Content Warning: Arguments for suicide. No catch.
There’s a lot of arguments against suicide.
This is a good example. On the surface, it looks like everything an argument against suicide should be. It’s well-written, and it actually raises the reasons suicidal people have for it before making the counterarguments against them. I still think it’s wrong. For one thing, it has motivated reasoning (nobody wants suicidal people to be right). But from inside the argument, there’s something off about it. It reasons backwards: It assumes people shouldn’t commit suicide, comes up with scenarios where that’s the case (a guy who’s a useless burden now might have been useful as a dockworker a hundred years ago), then kind of implicitly assumes the change in circumstances shouldn’t matter.
If we don’t have any motivated reasoning, the case for suicide seems pretty clear: Some people feel like burdens. They’re net negative drains on the world, draining resources that could better be used for someone else. Are they wrong?
Scott brings up Robin Williams as a counterexample, and some guy who designed safety mechanisms for cars. Alan Krueger’s another potential counterexample that’s come up since. But how sure are we that they really are counterexamples? You’d expect them to know more than us about the situation. Maybe the car safety guy knows his designs aren’t really effective or useful, or maybe he doesn’t really do much and only got to keep his job because of office politics. We found out Robin Williams had Dementia. I don’t know why Alan Krueger died, but nobody else seems to either. He probably had his reasons.
In general, every bias we know should push people away from suicide. People tend to believe they’re more important than they are, that they’re more useful, that they know more. People tend to be unreasonably optimistic. People have status-quo bias. If we’ve reached the point where even the person in question thinks suicide is a good idea, it probably is.
There’s a counterargument to suicide, saying that suicidal people often get better, even grow to regret it. That’s not inconsistent with suicide being the right choice. We’d expect people to become suicidal at their worst point, so we should expect some reversion to the mean for most. But if suicidal people are reasonable about it, they’d leave some buffer – they price in the possibility of mean-reversion, so they don’t jump to being suicidal as soon as they can. They wait until they’re thoroughly convinced. And sure, if they don’t commit suicide, they’ll probably go back into the uncertainty band – but that doesn’t mean they shouldn’t kill themselves. And in general, we trust people to make their own decisions. Not because they’re always right, but because we don’t have a better method, and people’s judgement in the moment is generally the most accurate way to judge things.
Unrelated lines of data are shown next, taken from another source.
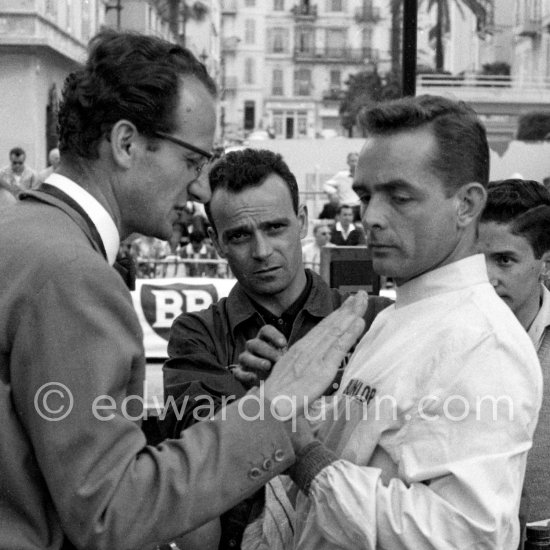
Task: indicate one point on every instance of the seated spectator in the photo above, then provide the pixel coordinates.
(192, 216)
(147, 251)
(311, 252)
(6, 194)
(514, 235)
(53, 159)
(17, 174)
(199, 249)
(330, 208)
(345, 232)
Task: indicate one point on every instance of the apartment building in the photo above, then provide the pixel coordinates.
(532, 40)
(41, 41)
(285, 62)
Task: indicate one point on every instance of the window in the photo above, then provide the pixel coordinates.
(302, 82)
(277, 82)
(250, 31)
(304, 40)
(335, 5)
(278, 40)
(249, 70)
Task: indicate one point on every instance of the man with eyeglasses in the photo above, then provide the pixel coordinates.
(136, 129)
(17, 174)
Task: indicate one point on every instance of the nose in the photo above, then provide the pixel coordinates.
(492, 274)
(199, 189)
(262, 247)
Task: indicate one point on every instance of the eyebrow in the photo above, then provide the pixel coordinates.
(246, 227)
(391, 185)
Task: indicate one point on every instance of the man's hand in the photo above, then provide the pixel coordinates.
(261, 354)
(304, 372)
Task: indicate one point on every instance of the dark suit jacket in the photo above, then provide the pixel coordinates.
(68, 327)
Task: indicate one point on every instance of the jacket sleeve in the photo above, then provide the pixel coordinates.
(77, 349)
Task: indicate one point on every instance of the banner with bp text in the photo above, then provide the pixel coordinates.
(159, 301)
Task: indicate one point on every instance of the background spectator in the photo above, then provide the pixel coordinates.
(6, 194)
(147, 251)
(199, 249)
(514, 235)
(17, 174)
(345, 233)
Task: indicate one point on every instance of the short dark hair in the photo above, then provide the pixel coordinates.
(17, 152)
(127, 76)
(525, 205)
(463, 152)
(239, 170)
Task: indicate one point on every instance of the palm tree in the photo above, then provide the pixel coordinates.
(480, 8)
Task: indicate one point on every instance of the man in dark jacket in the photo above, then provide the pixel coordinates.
(257, 225)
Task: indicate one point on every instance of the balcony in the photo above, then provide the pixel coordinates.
(230, 43)
(335, 55)
(31, 29)
(367, 15)
(230, 83)
(529, 27)
(334, 94)
(486, 89)
(304, 12)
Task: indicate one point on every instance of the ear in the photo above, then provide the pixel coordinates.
(302, 219)
(214, 238)
(470, 202)
(124, 138)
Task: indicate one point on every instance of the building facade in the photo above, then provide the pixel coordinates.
(285, 62)
(42, 41)
(532, 40)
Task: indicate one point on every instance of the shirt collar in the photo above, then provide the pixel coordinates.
(448, 278)
(100, 217)
(318, 303)
(542, 319)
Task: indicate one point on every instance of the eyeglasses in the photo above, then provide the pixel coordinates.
(198, 166)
The common sentiment is to treat each suicide as an unbearable catastrophe. This seems wrong. We have a lot of humans, and most of them are pretty easily replaceable. If anything it seems like it would be helpful for humans to be a little more k-selected, rather than keep everyone we possibly can alive.
Alternatively, we can think of internal experience as inherently valuable. But suicidal people are generally pretty miserable and probably have net negative internal experience anyway. Unless there’s some reason to assume things will suddenly get better for them (say if they’re in an abusive situation they can get out of soon), this doesn’t really change the calculation.
I’m not actively suicidal, but I’m increasingly convinced that I should be. In theory I have a lot of talents, but in practice I don’t seem to contribute much, and I seem to be a net drain on the people around me. There’s a limit on how much I can blame other people for this.
Is this evidence for or against the above argument? It’s at least consistent with it – it makes sense that I’d be in the uncertainty band, at least (I can come up with reasonable-sounding arguments for why I actually contribute more than I drain, or might in the future). I’ve only been convinced I shouldn’t exist for a few months now, maybe I just haven’t reached the tipping point yet.
There is one good counterargument: I have friends who are suicidal, and there are people I know who the world would probably be better off without. As far as I can tell, the two groups are entirely distinct (although, of course, plenty of suicidal people probably haven’t told me about it). My suicidal friends are some of the kindest, smartest, most helpful people I know. They’ve done a lot for the world. And they’ve done a lot for me.
But then, my judgement about worth might be suspect (remember, I’m one of the people who shouldn’t exist). But if my judgement’s that far off I can’t trust anything I say anyway, so ¯\_(ツ)_/¯.